@RISK is available with companion product PrecisionTree in the DecisionToolsSuite. PrecisionTree creates decision trees in Excel to allow you to map and understand the complex decision problems. @RISK functions are recognized by PrecisionTree, and the two may be launched from a common Excel toolbar.
@RISK allows you to:
- quantify the uncertainty that exists in the values and probabilities which define your decision trees, and
- more accurately describe chance events as a continuous range of possible outcomes.
Using this information, @RISK performs a Monte-Carlo simulation on your decision tree, analyzing every possible outcome and graphically illustrating the risks you face.
With @RISK, all uncertain values and probabilities for branches in your decision trees, and supporting spreadsheet models, can be defined with distribution functions. When a branch from a decision or chance node has an uncertain value, for example, this value can be described by an @RISK distribution function. During a normal decision analysis, the expected value of the distribution function will be used as the value for the branch. The expected value for a path in the tree will be calculated using this value.
However, when a simulation is run using @RISK, a sample will be drawn from each distribution function during each iteration of the simulation. The value of the decision tree, and its nodes, will then be recalculated using the new set of samples and the results recorded by @RISK. A range of possible values will then be displayed for the decision tree. Instead of seeing a risk profile with a discrete set of possible outcomes and probabilities, a continuous distribution of possible outcomes is generated by @RISK. You can see the chance of any result occurring.

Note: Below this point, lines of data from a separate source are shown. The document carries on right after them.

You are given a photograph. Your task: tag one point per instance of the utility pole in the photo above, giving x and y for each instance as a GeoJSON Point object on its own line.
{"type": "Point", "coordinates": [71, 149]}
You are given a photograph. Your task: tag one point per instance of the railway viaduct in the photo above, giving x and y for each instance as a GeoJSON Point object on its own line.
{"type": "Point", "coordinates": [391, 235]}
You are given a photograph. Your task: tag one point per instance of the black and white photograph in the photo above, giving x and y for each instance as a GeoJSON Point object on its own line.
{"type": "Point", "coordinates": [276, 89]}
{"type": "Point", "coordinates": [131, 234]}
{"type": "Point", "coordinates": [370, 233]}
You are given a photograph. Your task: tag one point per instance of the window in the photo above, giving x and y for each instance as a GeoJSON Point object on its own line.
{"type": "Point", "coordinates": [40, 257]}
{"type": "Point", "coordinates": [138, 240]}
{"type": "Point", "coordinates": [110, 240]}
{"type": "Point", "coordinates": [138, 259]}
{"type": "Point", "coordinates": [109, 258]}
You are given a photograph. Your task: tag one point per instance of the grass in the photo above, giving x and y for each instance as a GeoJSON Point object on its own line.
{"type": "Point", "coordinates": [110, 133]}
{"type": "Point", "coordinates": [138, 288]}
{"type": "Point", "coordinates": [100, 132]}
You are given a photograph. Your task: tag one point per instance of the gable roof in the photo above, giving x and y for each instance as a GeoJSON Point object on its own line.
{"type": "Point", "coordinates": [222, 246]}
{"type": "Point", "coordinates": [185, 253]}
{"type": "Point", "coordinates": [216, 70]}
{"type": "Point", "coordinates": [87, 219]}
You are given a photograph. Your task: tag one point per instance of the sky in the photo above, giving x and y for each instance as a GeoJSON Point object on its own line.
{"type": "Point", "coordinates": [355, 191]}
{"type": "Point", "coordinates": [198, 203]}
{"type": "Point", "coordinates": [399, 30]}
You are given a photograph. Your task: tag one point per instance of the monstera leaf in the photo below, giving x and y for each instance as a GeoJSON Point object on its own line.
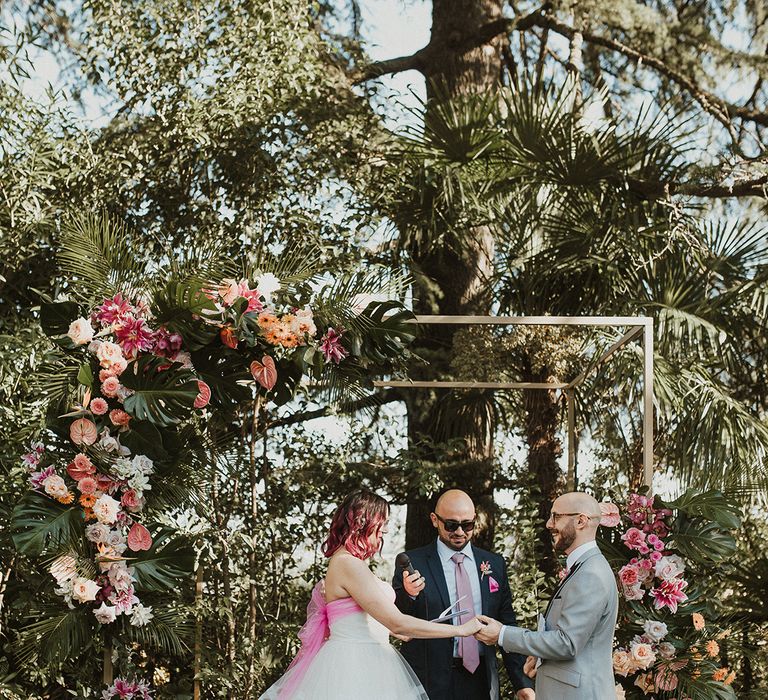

In decision trees, chance events must be described in terms of discrete outcomes (a chance node with a finite number of outcome branches). But, in real life, many uncertain events are continuous, meaning that any value between a minimum and maximum can occur. Using @RISK with PrecisionTree makes modeling continuous events easier, using distribution functions. Also, @RISK functions can make your decision tree smaller and easier to understand!